皇帝心情大好,笑著讓諸位坐,又將話題拉回到牧原白的婚配上,“原白常年戍邊,對京城有些事情尚且不知。”他笑著看牧原白,眼底有點看好戲的意味,“京城的姑娘都稱你為夢中情郎,崇遠寺的姻緣樹上有一半掛了你的名字。朕聽聞時還專門和皇後去看過。”

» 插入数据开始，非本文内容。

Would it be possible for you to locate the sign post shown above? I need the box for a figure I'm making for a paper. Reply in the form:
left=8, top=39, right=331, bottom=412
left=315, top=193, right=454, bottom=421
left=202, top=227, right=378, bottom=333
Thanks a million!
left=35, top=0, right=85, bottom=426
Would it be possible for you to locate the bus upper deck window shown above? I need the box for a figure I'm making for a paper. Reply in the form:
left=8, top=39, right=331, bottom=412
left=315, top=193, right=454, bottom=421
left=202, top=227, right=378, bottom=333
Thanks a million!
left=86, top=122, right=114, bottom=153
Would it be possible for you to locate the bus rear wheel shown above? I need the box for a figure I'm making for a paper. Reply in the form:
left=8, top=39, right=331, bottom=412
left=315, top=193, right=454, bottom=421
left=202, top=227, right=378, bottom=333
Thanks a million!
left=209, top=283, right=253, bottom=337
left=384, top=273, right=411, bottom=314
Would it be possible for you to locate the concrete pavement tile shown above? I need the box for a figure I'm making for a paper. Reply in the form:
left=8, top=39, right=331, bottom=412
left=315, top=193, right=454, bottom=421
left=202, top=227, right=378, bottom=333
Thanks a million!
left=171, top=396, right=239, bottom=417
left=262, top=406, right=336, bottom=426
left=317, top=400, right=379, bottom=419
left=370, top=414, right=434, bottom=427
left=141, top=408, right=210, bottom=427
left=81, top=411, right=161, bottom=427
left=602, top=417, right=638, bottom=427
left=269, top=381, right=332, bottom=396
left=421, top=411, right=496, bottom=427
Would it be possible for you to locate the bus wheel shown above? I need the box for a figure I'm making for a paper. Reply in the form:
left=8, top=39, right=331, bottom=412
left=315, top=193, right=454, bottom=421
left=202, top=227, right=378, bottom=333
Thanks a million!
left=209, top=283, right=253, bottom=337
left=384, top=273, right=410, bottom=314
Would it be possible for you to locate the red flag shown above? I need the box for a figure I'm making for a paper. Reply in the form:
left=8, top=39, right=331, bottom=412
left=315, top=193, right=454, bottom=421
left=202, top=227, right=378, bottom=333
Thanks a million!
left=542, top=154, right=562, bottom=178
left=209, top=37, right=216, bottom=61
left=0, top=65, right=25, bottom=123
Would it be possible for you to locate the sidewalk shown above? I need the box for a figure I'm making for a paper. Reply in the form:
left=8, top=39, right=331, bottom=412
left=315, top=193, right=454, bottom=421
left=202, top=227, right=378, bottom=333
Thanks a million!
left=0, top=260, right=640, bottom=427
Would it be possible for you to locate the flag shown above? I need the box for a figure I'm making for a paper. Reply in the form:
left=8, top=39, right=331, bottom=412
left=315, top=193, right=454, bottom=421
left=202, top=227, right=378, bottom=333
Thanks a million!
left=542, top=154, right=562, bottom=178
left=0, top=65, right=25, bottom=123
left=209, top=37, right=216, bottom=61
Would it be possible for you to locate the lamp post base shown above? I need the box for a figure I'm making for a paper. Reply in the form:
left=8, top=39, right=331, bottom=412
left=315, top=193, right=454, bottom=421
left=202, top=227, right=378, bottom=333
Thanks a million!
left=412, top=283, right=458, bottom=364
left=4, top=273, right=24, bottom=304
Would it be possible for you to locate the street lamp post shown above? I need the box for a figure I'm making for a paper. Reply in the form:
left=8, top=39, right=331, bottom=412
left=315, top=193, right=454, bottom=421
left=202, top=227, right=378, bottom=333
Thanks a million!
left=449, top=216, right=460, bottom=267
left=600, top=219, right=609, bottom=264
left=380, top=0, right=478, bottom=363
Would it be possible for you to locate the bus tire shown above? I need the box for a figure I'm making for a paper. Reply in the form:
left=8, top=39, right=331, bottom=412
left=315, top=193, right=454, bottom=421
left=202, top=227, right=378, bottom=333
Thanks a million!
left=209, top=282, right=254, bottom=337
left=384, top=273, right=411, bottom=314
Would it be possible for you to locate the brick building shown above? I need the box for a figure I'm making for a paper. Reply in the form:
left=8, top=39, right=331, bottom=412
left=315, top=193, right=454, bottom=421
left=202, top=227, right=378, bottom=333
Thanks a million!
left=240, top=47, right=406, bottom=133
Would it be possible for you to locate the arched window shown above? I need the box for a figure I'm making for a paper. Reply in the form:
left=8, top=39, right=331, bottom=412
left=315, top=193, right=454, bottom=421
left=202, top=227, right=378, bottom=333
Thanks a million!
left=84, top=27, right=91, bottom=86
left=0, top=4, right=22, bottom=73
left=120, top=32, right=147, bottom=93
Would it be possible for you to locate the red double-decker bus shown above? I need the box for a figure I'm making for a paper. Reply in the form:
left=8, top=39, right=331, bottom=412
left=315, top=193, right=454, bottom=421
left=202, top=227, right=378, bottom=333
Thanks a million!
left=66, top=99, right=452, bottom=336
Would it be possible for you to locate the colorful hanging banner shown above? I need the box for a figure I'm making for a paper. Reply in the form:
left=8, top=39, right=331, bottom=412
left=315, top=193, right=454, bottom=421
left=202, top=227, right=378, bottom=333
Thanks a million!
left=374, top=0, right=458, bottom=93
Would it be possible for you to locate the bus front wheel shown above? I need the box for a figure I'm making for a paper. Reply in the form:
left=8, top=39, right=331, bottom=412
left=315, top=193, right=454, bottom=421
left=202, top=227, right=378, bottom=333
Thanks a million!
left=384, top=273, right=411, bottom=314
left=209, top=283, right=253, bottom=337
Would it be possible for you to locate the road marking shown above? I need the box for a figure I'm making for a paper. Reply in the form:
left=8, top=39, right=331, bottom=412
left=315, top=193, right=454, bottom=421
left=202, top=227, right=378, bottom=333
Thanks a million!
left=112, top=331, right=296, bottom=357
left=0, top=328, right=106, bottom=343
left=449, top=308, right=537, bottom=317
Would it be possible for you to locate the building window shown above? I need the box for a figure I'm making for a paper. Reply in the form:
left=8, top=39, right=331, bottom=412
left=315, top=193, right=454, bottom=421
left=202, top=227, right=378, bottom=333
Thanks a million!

皇後淺笑:“牧將軍福氣可人,將來不知是哪家姑娘能站在將軍身邊呢。”
牧原白微笑著,執杯淺酌並不回話,眼神從皇後身上掠過,捕捉到那點笑意後便不敢再細看。
杯中美酒水光漣漣,他頻頻出神。
皇帝說:“朕倒是替原白想了一樁婚事,原白可想聽上一聽?”
牧原白笑道:“讓陛下費心了。”
皇帝看著皇後說:“這本也是朕的一點私心,”他笑了笑,又看向牧原白,“去歲上元節,京城鬨刺客,朕的妹妹晉安公主貪玩,私服出了宮為刺客所傷,後為你所救,你可還記得當時晉安公主對你說了什麼?”
牧原白眉頭微皺,極力回想當日場景。
那日走到護城河邊,突然聽到前方大喊救命,有刺客。
他忙跑過去,隻見到一個蒙麵人拿刀架在一個少女的脖子上,衙役很快出現,形成對峙。
牧原白見蒙麵人形單影隻,聽他大喊一聲去死,刀架頸側,少女脖子上已經見血,牧原白拿起旁邊豬肉攤上的菜刀扔過去,蒙麵人拿刀的手臂上直直插入一把菜刀,少女見狀暈了過去,牧原白忙過去摁住蒙麵人交給衙役,後又抱著少女去了就近的醫館,少女的婢女跟在身後忙前忙後,見他要走忙問姓名。
牧原白報了名字,她有點驚訝:“攻破蠻疆王宮的牧原白?”
牧原白點頭:“是我。”
小婢女連連道謝,說改日必登門酬謝。